Coronavirus cases continue to rise

COVID-19 cases are continuing to rise across Marshall’s campus, across Cabell County and across West Virginia.

According to Marshall’s coronavirus dashboard, as of Tuesday afternoon, the positive test rate across campus for this week is 4.48%, up from just 1.79% last week, 1.02% the week before and 1.15% for all data before then. It is important to note that many test results for this week still are pending, and this data represents tests from just the first three days of this week.

Data from Sunday through Tuesday this week indicate 624 tests conducted, with 16 positive results thus far and 267 results still pending. For comparison, last week there were a total of 21 positive results on campus from a total of 1,173 tests. The week before that, there were just 12 positive results from a total 1,175 tests.

According to the Harvard University COVID Risk Levels Dashboard, Cabell County as a whole is at a “tipping point,” at which “stay-at-home orders (are) necessary.”

According to the dashboard, Cabell County is averaging more than 34 daily new cases per 100,000 people, on a 7-day moving average. The county has reported a total of 1,548 cases and 25 deaths.
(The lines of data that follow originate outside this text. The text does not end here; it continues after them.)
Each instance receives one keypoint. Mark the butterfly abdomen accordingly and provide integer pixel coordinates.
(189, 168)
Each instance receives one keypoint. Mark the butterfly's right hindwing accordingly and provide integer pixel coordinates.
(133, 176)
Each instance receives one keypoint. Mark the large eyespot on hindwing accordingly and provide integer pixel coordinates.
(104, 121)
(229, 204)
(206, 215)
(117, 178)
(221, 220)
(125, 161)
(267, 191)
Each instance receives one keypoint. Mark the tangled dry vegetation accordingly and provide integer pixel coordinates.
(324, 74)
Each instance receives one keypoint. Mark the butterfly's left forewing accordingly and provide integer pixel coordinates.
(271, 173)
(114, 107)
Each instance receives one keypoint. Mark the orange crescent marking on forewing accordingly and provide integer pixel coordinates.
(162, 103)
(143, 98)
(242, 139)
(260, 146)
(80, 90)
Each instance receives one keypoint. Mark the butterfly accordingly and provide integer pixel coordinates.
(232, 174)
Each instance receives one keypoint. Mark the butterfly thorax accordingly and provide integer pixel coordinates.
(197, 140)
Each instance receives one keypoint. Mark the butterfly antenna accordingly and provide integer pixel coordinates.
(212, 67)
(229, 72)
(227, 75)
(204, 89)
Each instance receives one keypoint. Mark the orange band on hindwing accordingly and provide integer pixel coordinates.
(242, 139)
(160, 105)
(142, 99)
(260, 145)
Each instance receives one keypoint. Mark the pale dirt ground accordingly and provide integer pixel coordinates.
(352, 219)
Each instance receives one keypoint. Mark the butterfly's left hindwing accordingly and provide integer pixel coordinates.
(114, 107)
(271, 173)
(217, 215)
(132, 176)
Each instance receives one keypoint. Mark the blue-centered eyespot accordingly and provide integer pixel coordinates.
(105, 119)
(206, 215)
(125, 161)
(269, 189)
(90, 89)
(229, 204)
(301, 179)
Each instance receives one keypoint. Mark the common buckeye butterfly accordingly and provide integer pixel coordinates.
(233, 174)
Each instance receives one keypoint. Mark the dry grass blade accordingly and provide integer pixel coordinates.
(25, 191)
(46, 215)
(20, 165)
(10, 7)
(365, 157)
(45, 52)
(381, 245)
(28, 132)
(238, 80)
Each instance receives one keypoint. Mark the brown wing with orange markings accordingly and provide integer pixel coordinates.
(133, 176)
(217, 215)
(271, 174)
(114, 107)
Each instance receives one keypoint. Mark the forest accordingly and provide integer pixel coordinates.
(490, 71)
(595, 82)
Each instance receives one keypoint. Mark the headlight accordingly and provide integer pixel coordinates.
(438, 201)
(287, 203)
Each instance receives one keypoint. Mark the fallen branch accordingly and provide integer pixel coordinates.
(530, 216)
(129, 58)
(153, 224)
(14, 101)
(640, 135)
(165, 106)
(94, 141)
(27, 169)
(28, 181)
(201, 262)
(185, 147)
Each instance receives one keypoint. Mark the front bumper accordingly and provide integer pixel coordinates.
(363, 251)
Statewide, West Virginia has reported more than 25,000 confirmed positive cases and a total of 469 deaths. Statewide data indicate a 7-day moving average of 23.8 daily new cases per 100,000 people and an average of 425.7 total daily new cases.

According to the West Virginia Department of Health and Human Resources, as of Tuesday morning, 11 deaths had been reported in the previous 24 hours. As of the same time, there were a total of 5,507 active cases reported across the state.

The Harvard dashboard places 26 West Virginia  counties at a risk level of “accelerated spread,” with “stay-at-home orders and rigorous test and trace programs advised.” It places 19 counties at the same  level as Cabell County, its highest risk level. Just 10 counties are categorized as lower or medium risk levels. Zero counties are considered “on track for containment.”